Nicola Pisciavino, 34 anni, è navigator a Treviglio, in provincia di Bergamo. Al Fatto Quotidiano ha raccontato di aver aiutato 300 beneficiari del reddito di cittadinanza, più dei 150 previsti da contratto. «Nonostante il Covid e i tanti ostacoli burocratici e informatici, il nostro lavoro è apprezzato e i risultati ci sono», ha detto. «Quando si parla di beneficiari del reddito di cittadinanza da prendere in carico, non parliamo di semplici disoccupati, ma di persone a bassa o bassissima istruzione, che non hanno la patente e non hanno mai lavorato o sono lontane dal mercato del lavoro da molti anni».

Cosa succede adesso
Lo scorso dicembre alla Camera e al Senato erano stati presentati due emendamenti alla legge di Bilancio – firmati da Claudio Cominardi e da Gianmauro Dell’Olio del Movimento 5 Stelle – per prolungare il contratto dei navigator fino al 31 dicembre 2022. Dopo una trattativa interna alla maggioranza, gli emendamenti vincolanti sono stati trasformati in ordini del giorno, quindi in atti che raccomandano e non impongono al governo di prolungare i contratti.

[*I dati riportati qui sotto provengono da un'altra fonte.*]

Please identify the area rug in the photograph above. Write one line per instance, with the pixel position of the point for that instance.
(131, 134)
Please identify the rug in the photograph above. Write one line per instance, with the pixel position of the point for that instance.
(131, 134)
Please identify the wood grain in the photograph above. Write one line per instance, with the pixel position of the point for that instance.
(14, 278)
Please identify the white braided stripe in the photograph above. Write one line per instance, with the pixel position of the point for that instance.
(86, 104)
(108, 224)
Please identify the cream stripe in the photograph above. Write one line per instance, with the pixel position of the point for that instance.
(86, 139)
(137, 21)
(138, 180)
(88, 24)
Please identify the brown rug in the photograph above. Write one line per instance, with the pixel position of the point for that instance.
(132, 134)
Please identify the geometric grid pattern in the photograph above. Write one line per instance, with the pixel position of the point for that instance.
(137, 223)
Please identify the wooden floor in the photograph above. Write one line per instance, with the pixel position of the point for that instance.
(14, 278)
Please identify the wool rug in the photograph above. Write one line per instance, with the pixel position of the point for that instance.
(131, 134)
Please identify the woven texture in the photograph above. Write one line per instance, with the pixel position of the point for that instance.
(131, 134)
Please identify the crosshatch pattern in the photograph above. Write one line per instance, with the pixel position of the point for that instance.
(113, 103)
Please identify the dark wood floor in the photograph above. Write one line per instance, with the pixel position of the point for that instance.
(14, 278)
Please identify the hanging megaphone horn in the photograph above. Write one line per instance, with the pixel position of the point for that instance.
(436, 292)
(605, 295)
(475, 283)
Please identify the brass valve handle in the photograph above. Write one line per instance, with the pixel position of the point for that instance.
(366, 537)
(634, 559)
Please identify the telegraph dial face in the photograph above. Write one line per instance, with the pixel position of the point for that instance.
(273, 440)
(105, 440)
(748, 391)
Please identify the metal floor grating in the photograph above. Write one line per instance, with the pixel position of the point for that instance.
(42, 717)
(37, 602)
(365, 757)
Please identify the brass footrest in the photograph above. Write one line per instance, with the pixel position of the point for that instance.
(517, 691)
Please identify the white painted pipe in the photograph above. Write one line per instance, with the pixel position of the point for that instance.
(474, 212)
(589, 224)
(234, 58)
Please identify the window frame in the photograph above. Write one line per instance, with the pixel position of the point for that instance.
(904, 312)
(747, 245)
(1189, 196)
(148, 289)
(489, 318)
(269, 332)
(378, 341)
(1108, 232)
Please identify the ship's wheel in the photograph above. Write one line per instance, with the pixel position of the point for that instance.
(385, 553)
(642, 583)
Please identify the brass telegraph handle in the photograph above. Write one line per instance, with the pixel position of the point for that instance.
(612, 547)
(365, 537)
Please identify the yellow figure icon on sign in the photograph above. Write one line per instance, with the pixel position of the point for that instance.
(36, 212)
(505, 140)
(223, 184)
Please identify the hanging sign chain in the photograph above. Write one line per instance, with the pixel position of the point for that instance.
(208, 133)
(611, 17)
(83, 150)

Per evitare che i navigator vengano lasciati a casa dall’1 maggio (festa dei lavoratori, tra l’altro), ci sono due ipotesi. La prima è che il contratto venga prolungato fino alla fine del 2021, come accennato dalla ministra del Lavoro Catalfo. La seconda ipotesi invece prevede che almeno una parte dei navigator possa partecipare ai bandi promossi dalle Regioni per aumentare il personale dei Centri per l’impiego. La procedura di selezione, però, è ancora ferma a causa dell’emergenza coronavirus.

Reddito di cittadinanza, il concorso per Navigator alla Fiera di Roma (ufficio stampa ANPAL)

Secondo la NIdiL Cgil, la categoria sindacale che rappresenta e tutela i lavoratori atipici, i soldi per il rinnovo ci sono. «Le risorse per il reddito di cittadinanza sono nella manovra e si può pescare da lì per dare continuità al lavoro dei navigator», ha detto la segretaria nazionale Silvia Simoncini. «Non basta mettere delle toppe, serve una visione sulle politiche attive del lavoro per mettere a frutto l’investimento fatto sui navigator e per rilanciare il tema dell’occupabilità che questo Paese deve porsi come una priorità».

Un’altra data importante è il 31 marzo, quando scadrà il blocco dei licenziamenti introdotto dal governo lo scorso anno. È ancora presto per capire quali saranno gli effetti, ma diversi osservatori prevedono che ci saranno migliaia di licenziamenti e di conseguenza un afflusso maggiore nei Centri per l’impiego. Insomma, nei prossimi mesi potrebbe esserci ancora bisogno dei navigator, e non solo per i possibili licenziamenti, ma anche perché il contrasto alla disoccupazione è un obiettivo da 3 miliardi di euro previsto nel Recovery Fund. Entrambi questi capitoli – blocco dei licenziamenti e Recovery Fund – sono legati all’evoluzione della situazione politica. Fino a quando non ci sarà un nuovo governo è molto difficile capire cosa succederà.